Gibbons, how dearly you will be missed. The thought of your imminent destruction following the end of the 2016 spring semester weighs heavy on my heart. A comforting refuge from perilous snow storms, you were there for me when winter’s icy grip grabbed ahold of me so unforgivingly. Wonderfully placed on campus, you were always right around the corner when the relentless effects of being ‘hangry’ began kicking in. Regardless of how high one stacked his or her plate(s), the price of admission never wavered. Standing fiercely against the odds, the ‘Just-One-Punch’ deal beat out any competition that stood in its way. Your seemingly endless amount of gifts will not be forgotten, Gib, and as I consumed my very last D-Hall Sunday brunch this past weekend, I couldn’t help but reminisce on some of your most fabulous features.
Ms.
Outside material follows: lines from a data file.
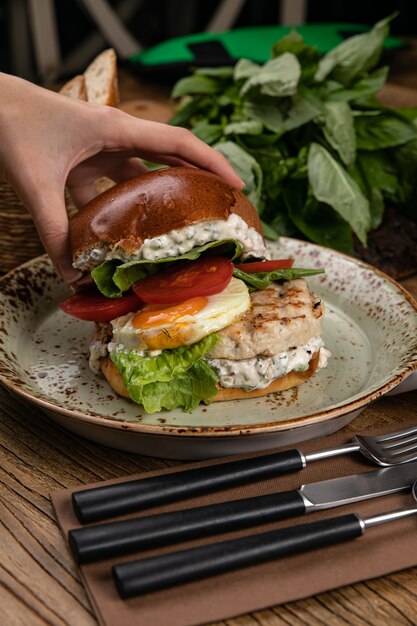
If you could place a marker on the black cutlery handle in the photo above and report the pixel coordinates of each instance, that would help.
(98, 503)
(102, 541)
(166, 570)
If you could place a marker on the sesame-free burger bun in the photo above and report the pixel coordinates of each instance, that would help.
(292, 379)
(154, 204)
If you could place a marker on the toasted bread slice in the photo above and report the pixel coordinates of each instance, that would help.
(75, 88)
(101, 79)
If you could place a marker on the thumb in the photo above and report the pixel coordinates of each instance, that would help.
(46, 204)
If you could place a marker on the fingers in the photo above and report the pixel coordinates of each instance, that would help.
(81, 181)
(166, 144)
(47, 207)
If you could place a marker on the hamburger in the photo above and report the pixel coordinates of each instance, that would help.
(187, 305)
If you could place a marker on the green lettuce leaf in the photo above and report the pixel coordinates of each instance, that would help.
(114, 277)
(262, 280)
(185, 391)
(177, 378)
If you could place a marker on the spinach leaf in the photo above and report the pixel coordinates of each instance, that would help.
(207, 132)
(330, 183)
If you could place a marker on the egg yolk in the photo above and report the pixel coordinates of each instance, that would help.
(154, 315)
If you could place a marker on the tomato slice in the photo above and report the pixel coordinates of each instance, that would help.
(94, 307)
(265, 266)
(202, 277)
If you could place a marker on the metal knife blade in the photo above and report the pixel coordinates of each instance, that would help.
(339, 491)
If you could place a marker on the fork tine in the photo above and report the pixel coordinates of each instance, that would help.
(400, 451)
(405, 458)
(399, 444)
(397, 435)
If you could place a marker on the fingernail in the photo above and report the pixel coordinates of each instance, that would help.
(68, 273)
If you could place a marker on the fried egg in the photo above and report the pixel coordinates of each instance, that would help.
(166, 326)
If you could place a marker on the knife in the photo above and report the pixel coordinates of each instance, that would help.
(141, 533)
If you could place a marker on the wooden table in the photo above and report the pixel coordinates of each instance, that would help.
(39, 581)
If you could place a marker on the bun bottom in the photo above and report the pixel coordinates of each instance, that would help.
(292, 379)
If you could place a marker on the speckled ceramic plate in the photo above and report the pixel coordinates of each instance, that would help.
(370, 327)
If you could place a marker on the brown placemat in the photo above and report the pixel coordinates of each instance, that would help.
(381, 550)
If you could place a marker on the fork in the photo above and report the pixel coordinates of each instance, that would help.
(99, 503)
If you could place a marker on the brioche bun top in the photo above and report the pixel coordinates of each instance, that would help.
(154, 204)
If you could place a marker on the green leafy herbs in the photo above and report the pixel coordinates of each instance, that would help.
(262, 280)
(115, 277)
(319, 154)
(177, 378)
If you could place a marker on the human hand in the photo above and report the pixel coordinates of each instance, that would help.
(48, 141)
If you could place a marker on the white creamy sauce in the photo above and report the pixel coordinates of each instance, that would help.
(248, 374)
(260, 371)
(180, 241)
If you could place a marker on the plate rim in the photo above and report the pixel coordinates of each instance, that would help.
(231, 430)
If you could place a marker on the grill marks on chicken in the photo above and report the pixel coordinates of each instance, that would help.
(282, 317)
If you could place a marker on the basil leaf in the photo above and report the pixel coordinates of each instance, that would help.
(339, 130)
(262, 280)
(317, 221)
(114, 277)
(278, 77)
(356, 55)
(269, 231)
(215, 72)
(247, 168)
(246, 127)
(245, 69)
(307, 56)
(383, 131)
(301, 112)
(330, 183)
(196, 84)
(363, 87)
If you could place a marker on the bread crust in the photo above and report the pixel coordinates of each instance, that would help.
(156, 203)
(293, 379)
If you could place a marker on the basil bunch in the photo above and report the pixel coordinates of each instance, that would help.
(318, 152)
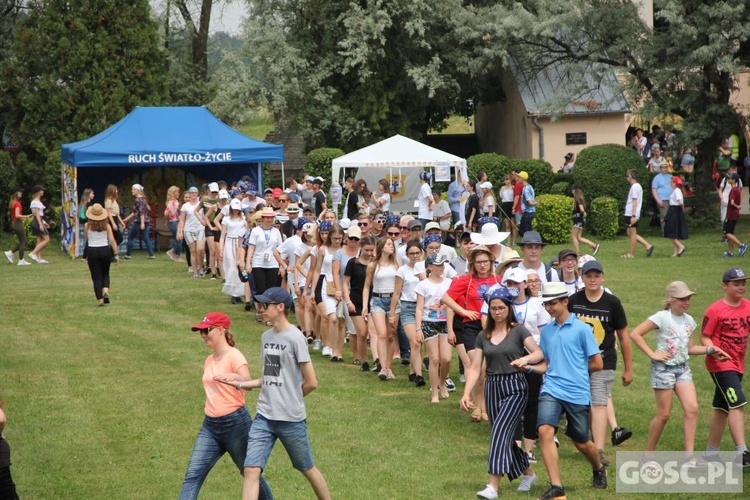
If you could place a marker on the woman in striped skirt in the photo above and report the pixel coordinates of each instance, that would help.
(505, 391)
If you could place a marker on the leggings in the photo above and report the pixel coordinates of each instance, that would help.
(99, 260)
(20, 231)
(505, 396)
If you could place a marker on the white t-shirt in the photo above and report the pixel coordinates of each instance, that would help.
(192, 222)
(434, 310)
(635, 193)
(425, 193)
(410, 277)
(441, 210)
(39, 206)
(298, 253)
(448, 271)
(384, 279)
(673, 335)
(264, 241)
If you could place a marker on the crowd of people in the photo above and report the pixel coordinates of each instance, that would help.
(535, 341)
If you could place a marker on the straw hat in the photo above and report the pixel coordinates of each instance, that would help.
(96, 212)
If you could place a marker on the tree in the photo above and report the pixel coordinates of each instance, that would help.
(686, 65)
(78, 67)
(348, 73)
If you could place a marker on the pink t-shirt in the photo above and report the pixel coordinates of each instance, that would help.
(222, 399)
(728, 328)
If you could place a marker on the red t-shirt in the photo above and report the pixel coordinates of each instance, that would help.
(16, 207)
(728, 328)
(735, 195)
(517, 192)
(468, 291)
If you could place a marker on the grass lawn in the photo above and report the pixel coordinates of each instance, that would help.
(106, 402)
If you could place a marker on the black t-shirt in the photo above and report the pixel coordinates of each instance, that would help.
(318, 201)
(357, 273)
(604, 316)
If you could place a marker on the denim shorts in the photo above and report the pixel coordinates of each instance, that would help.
(550, 410)
(601, 386)
(408, 313)
(293, 435)
(382, 305)
(667, 376)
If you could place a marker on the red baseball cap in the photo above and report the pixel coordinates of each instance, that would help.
(213, 319)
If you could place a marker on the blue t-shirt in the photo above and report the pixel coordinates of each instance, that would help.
(662, 186)
(527, 195)
(567, 349)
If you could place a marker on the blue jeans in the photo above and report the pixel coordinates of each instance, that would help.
(134, 232)
(219, 435)
(293, 436)
(176, 245)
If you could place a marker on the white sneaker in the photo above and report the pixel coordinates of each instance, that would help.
(488, 493)
(527, 482)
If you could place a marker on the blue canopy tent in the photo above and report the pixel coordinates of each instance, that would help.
(151, 141)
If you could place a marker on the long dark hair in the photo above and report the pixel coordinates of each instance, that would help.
(510, 321)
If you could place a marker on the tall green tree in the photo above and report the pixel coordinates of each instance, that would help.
(346, 73)
(687, 65)
(78, 67)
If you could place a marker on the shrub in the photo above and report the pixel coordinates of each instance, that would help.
(604, 216)
(496, 166)
(561, 188)
(319, 160)
(600, 171)
(553, 217)
(540, 173)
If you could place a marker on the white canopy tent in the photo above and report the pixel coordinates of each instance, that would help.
(399, 160)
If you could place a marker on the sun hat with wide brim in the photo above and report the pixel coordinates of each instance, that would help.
(490, 235)
(96, 212)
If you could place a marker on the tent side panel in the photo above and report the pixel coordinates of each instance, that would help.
(69, 216)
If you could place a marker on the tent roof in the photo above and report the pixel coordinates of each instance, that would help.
(397, 151)
(162, 136)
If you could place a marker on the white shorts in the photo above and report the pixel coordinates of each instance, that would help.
(328, 301)
(193, 236)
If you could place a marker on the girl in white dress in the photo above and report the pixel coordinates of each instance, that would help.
(232, 230)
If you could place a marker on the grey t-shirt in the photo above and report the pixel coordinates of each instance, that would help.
(499, 356)
(281, 393)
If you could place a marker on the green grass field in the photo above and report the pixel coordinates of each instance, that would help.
(106, 402)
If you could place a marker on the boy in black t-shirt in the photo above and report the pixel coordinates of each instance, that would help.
(604, 313)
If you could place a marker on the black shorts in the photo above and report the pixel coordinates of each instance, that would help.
(728, 226)
(626, 221)
(579, 220)
(468, 336)
(728, 394)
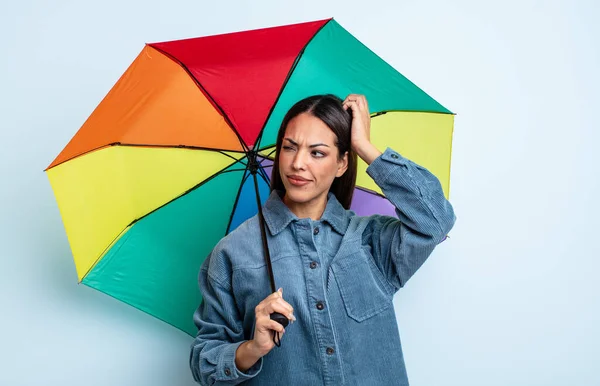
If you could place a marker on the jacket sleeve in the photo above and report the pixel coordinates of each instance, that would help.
(401, 245)
(220, 333)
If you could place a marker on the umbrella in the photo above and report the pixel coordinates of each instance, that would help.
(179, 152)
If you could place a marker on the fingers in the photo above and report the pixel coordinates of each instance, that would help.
(275, 303)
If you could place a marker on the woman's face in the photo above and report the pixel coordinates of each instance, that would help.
(308, 160)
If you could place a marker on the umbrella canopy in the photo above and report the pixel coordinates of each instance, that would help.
(160, 171)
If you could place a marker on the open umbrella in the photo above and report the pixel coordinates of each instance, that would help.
(178, 152)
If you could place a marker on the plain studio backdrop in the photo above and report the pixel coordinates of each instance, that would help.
(511, 299)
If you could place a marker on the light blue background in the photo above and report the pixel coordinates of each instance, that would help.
(511, 299)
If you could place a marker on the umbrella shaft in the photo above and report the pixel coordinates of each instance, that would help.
(264, 235)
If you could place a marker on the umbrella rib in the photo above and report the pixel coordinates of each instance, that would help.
(285, 82)
(207, 94)
(370, 191)
(188, 147)
(263, 174)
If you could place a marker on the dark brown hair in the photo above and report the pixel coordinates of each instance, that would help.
(328, 108)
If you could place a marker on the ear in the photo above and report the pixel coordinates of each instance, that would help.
(342, 165)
Donna
Even on the worst of days, when I found myself drowning in overdue assignments and the swiftly rising tides of stress, Donna always seemed to make things alright. She could never be found without a smile on her face, and regardless of how many hooligan college students stormed her card-swipe post, she remained cool and collected. Good vibes, Donna. Only fools attempted to sneak past those side entrances in the early hours of the morning, because even when the doors went unguarded, Donna remained faithfully watchful. I hope to marry a woman as diligent and cheerful as you one day, Donna. You’ll be sorely, sorely missed.
Belgian Waffles
You’d think those waffle makers were pretty self-explanatory, but the number of times I’ve witnessed someone open it’s hinges to find that their waffle had been demolished says otherwise. The amount of batter that I poured into those waffle machines this year is astounding. I didn’t even enjoy waffles before my first semester at JMU, but as I gulped down that first syrupy bite of fried waffle mix during F.R.O.G. week, I was hooked. Aside from that one anxious woman who made sure no one was mixing chocolate chips or sprinkles into their own waffle mix, the Belgian waffle made any breakfast experience twice as enjoyable.
Round Tables
Perhaps one of the most easily taken for granted features of D-Hall, this one remains my favorite. There’s something cool about eating at a round table that differs from your average square or rectangle table. Conversation exchange occurs much easier, and with the addition of a few chairs, a single table can usually fit even the largest of crews. The amount of brotherly bonding that occurred as a result of eating meals together at those round tables will forever be one of my most enjoyable memories.
Buffalo-Mash
Had someone told me before I was accepted to James Madison University that the combination of chicken strips, mashed potatoes, and buffalo hot sauce would become a mealtime favorite of mine, I’d have never believed them. For those who’ve never eaten this eclectic treat, let me be the first to tell you, there truly is nothing like it.
Community
It’s tough to think of another place on Madison’s campus that every type of student can be found; at the same time, anyways. While James Madison University isn’t considered the most diverse of schools, it still is home to quite a unique student body. Everyone’s gotta’ eat at some point, regardless of who you are, and perhaps one of D-Hall’s greatest features is the people-watching opportunities that arise simply from eating breakfast. From full-body cat costumes to Star Wars characters wearing Christmas ties, I’ve grown to expect even the craziest of appearances.
“Signature Chips”
Although these crunchy delights were most likely stale the majority of times I put a handful of them on my plate, they sure were delicious. Nothing more than fried potato slices with a mysterious seasoning, these “signature” chips were the most fitting side to any meal. I may have been the only one who actually ate them, however, because I’m pretty certain the exact same bowl of chips was left out the entire semester. Either way, they truly were a treat, and I can only hope to find them in D-Hub (Gibbon’s sub-par replacement) awaiting my consumption.
The Dash
For those who are unaware, the infamous “D-Hall Dash” is the literal ‘dash’ one must often make to the Gibbons restroom immediately following the consumption of any D-Hall meal. You know exactly what I mean. As ridiculous as it may sound, the Dash is one of my favorite features of D-Hall; it’s nearly unavoidable, and it would be foolish not to mention it when discussing anything about D-Hall’s many meals. Anyone who’s grown accustomed to eating at least one daily D-Hall meal would tell you that consuming the meal is only half the excitement, and the second half is soon to follow. I’m not too sure how normal or healthy this phenomenon is, but regardless, I think I’ll grow to miss those thrilling bathroom dashes.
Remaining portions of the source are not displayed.